No obstante, Grenouille lo dejó flotar toda la noche como un espíritu perfumado en el interior de su cabaña y lo olfateó una y otra vez, feliz y hondamente satisfecho del poder que había conquistado sobre el aura de otra persona. Al día siguiente lo tiró.
Realizó una prueba más durante aquellos días de invierno. Pagó un franco a una mendiga muda que recorría la ciudad para que llevara todo un día sobre la piel un harapo preparado con diversas mezclas de grasa y aceite. El resultado reveló que lo más apropiado para la captura del olor humano era una combinación de grasa de riñones de cordero y sebo de cerdo y vaca, purificados varias veces, en una proporción de dos por cinco por tres, junto con pequeñas cantidades de aceite virgen.

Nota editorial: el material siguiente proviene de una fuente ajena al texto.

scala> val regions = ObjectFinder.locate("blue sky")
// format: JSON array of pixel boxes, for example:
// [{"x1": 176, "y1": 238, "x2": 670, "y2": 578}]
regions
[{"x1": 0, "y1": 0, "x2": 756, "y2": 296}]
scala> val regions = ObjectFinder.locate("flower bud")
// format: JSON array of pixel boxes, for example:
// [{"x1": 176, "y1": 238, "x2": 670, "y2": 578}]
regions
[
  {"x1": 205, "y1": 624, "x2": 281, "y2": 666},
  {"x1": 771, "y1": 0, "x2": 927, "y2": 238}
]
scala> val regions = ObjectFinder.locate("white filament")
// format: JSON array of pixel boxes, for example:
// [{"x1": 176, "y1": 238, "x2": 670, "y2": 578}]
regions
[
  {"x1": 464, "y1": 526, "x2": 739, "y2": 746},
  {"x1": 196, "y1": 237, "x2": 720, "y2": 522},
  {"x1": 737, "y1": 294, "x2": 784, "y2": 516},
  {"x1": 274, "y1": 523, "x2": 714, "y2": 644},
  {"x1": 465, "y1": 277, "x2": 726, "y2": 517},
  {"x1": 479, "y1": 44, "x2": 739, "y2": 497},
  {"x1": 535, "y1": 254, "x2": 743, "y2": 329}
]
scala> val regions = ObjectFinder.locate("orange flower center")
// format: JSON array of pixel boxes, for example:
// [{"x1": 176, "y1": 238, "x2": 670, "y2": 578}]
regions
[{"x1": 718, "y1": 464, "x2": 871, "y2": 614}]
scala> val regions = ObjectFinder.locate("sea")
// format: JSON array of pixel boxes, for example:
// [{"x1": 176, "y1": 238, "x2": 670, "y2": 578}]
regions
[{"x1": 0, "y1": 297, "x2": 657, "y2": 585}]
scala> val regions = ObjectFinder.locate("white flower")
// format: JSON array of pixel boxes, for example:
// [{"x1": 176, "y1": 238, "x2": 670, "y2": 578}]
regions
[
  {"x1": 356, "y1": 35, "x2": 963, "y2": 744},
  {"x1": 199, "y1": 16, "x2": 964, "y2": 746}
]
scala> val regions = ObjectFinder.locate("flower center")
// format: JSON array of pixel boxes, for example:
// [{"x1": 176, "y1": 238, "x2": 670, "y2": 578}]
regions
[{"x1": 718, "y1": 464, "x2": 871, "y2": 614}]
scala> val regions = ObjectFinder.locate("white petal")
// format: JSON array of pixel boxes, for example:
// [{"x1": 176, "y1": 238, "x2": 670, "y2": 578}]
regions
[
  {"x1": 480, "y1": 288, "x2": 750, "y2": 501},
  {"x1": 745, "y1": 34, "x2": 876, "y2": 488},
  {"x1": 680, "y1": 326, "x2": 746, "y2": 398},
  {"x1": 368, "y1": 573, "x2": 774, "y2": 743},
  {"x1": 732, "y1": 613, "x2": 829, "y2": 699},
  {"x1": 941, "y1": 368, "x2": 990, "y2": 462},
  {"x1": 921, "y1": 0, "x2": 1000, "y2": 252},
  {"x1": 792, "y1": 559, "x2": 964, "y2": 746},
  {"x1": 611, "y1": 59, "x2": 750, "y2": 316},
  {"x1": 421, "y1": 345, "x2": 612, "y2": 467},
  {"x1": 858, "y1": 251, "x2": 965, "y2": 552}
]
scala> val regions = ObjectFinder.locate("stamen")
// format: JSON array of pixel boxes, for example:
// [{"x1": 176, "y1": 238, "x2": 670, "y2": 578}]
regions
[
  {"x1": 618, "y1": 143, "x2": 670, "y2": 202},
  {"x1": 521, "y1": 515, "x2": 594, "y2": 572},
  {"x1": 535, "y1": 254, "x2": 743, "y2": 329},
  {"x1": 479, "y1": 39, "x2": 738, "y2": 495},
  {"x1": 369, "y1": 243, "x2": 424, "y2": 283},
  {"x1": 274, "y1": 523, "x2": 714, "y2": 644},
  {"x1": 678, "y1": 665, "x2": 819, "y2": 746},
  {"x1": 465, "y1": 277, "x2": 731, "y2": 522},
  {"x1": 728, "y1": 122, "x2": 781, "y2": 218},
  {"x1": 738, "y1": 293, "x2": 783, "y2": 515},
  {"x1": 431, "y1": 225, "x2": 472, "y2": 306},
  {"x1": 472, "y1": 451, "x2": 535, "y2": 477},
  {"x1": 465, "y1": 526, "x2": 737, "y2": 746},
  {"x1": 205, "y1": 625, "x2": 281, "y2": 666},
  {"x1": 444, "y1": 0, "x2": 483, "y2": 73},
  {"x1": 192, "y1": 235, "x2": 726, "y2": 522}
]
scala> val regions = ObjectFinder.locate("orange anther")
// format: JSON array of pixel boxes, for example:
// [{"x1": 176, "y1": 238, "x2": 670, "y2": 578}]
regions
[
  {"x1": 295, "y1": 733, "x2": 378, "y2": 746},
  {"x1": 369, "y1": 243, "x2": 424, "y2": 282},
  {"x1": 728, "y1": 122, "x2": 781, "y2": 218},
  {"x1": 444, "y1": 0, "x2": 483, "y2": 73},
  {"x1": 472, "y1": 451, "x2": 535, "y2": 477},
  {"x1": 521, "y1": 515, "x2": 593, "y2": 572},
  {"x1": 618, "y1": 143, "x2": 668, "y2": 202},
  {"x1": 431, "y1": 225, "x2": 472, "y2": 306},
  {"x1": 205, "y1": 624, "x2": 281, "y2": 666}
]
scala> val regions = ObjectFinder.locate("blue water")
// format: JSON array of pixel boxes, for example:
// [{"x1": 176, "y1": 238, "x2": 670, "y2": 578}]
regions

Con esto, Grenouille se dio por satisfecho. Renunció a apoderarse por completo de una persona viva y tratarla perfumísticamente. Tal proceder comportaría siempre grandes riesgos y no aportaría ningún conocimiento nuevo. Sabía que ahora ya dominaba la técnica de arrebatar la fragancia a un ser humano y no era necesario demostrárselo de nuevo a sí mismo.
La fragancia humana en sí y de por sí le era indiferente. Se trataba de una fragancia que podía imitar bastante bien con sucedáneos. Lo que codiciaba era la fragancia de "ciertas" personas: aquellas, extremadamente raras, que inspiran amor. Tales eran sus víctimas.